How to concat 2 tensors?

This question has been asked with slight variations but I could not really get an answer from my (simple) problem.

all_labels = torch.Tensor([]) # torch.Size([0])
for batch_idx, (images, labels) in enumerate(train_loader, 1):
    all_labels = torch.cat((all_labels, labels)) #labels is torch.Size([32])

RuntimeError: Expected object of scalar type Float but got scalar type Long for sequence element 1 in sequence argument at position #1 ‘tensors’

What is happening here? I would like to understand the meaning of this error message and the reason of the problem. I basically just want to append the labels for each batch to the all_labels.

If you are calling torch.Tensor (uppercase T in Tensor), you are creating an empty FloatTensor.
You could avoid this error using by defining the empty tensor as a LongTensor:

all_labels = torch.tensor([]).long()
for _ in range(5):
    all_labels = torch.cat((all_labels, torch.tensor([1])))

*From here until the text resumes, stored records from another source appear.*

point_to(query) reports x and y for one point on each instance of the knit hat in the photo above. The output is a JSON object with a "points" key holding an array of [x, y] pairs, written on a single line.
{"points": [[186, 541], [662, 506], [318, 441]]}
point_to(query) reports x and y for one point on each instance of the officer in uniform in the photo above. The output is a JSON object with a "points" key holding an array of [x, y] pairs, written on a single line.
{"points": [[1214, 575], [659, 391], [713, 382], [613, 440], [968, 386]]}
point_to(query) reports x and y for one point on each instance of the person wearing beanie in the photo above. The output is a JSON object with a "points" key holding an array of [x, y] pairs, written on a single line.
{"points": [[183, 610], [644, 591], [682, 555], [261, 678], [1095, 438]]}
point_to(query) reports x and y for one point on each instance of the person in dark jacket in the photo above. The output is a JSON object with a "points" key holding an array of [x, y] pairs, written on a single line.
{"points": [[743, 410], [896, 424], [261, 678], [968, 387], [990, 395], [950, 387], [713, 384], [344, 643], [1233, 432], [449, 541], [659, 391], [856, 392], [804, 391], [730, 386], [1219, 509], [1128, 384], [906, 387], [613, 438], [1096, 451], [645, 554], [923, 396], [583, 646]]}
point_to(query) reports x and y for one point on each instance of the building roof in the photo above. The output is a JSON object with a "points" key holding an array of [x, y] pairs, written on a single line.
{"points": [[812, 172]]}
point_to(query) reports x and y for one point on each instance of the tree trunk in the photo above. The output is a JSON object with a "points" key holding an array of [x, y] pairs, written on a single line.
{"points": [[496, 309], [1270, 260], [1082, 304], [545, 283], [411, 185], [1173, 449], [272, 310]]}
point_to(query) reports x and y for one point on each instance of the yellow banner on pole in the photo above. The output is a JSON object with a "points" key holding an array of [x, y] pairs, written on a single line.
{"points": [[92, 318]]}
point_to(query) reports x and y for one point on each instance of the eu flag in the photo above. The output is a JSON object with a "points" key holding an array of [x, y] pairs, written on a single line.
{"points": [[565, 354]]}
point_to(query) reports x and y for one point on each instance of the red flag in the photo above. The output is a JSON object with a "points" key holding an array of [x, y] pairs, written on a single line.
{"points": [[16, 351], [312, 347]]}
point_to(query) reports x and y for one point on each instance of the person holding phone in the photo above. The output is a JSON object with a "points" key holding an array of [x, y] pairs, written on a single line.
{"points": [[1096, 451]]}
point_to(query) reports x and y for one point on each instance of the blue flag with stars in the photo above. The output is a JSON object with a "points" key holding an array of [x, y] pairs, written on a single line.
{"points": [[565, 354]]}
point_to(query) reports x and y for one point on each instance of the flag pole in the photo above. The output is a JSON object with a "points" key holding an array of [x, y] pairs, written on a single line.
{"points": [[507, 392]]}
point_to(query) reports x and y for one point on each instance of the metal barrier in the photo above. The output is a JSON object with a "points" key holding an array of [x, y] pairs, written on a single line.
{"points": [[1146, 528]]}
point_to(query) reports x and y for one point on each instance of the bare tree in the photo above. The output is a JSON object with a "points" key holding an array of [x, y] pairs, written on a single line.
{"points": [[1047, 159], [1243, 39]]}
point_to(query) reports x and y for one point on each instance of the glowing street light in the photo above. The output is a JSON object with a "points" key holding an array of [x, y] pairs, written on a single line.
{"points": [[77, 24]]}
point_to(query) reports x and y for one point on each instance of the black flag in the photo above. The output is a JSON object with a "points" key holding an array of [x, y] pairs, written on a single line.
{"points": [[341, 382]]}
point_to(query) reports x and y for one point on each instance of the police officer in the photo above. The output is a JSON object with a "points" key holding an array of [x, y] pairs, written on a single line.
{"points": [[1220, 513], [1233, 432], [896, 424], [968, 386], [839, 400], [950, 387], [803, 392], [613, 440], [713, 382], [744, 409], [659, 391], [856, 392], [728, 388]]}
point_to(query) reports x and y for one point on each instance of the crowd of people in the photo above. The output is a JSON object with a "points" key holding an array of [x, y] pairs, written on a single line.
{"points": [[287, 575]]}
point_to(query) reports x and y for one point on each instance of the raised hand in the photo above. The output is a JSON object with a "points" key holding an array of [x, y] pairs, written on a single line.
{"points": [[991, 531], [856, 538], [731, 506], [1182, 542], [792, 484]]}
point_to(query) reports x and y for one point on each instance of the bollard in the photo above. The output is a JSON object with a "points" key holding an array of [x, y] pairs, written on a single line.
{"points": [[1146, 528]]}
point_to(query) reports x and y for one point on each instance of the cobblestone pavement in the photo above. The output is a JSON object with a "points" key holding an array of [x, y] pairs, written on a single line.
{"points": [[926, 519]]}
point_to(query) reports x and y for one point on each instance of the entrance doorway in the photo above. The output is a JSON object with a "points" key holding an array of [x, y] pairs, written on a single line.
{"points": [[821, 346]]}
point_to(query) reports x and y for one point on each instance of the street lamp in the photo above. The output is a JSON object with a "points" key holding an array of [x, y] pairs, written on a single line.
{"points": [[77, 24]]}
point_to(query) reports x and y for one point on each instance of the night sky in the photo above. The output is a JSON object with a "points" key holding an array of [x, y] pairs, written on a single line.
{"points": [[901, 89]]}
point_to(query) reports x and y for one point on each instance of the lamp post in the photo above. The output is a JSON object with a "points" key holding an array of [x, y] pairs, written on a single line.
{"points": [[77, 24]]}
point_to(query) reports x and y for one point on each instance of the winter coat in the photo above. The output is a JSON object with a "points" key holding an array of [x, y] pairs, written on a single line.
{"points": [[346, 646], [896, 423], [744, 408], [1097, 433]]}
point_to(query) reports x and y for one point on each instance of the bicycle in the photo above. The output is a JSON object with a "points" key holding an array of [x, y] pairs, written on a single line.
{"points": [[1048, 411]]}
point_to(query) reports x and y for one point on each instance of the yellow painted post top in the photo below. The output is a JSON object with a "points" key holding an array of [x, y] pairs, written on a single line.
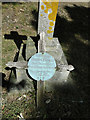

However, I would recommend to store the labels in a plain list and then convert it to a tensor afterwards, which should be faster than your current approach.

1 Like

Thanks a lot! I am also leaving this link which I found very interesting https://jdhao.github.io/2017/11/15/pytorch-datatype-note/

I’m having a similar issue … but can’t seem to get my code to work (trying your suggested approach). (trying to implement Linear Probe: GitHub - openai/CLIP: Contrastive Language-Image Pretraining)

text = []
for example in dataset:
text.append(example[“label”])
text = torch.cat(text).cpu().numpy()

results in “TypeError: expected Tensor as element 0 in argument 0, but got numpy.int64”

text = []
for example in dataset:
text.append(example[“label”])
text = torch.tensor(text)
text = torch.cat(text).cpu().numpy()

Results in “TypeError: cat(): argument ‘tensors’ (position 1) must be tuple of Tensors, not Tensor”

Thoughts?

Based on your second code snippet it seems text is already a tensor, so I’m unsure, why you would want to use torch.cat on it again.
Anyway, the inputs to torch.cat should be a tuple of tensors, so you would have to use torch.cat((text,)).
However, this won’t change the shape of text, since it’s already a single tensor.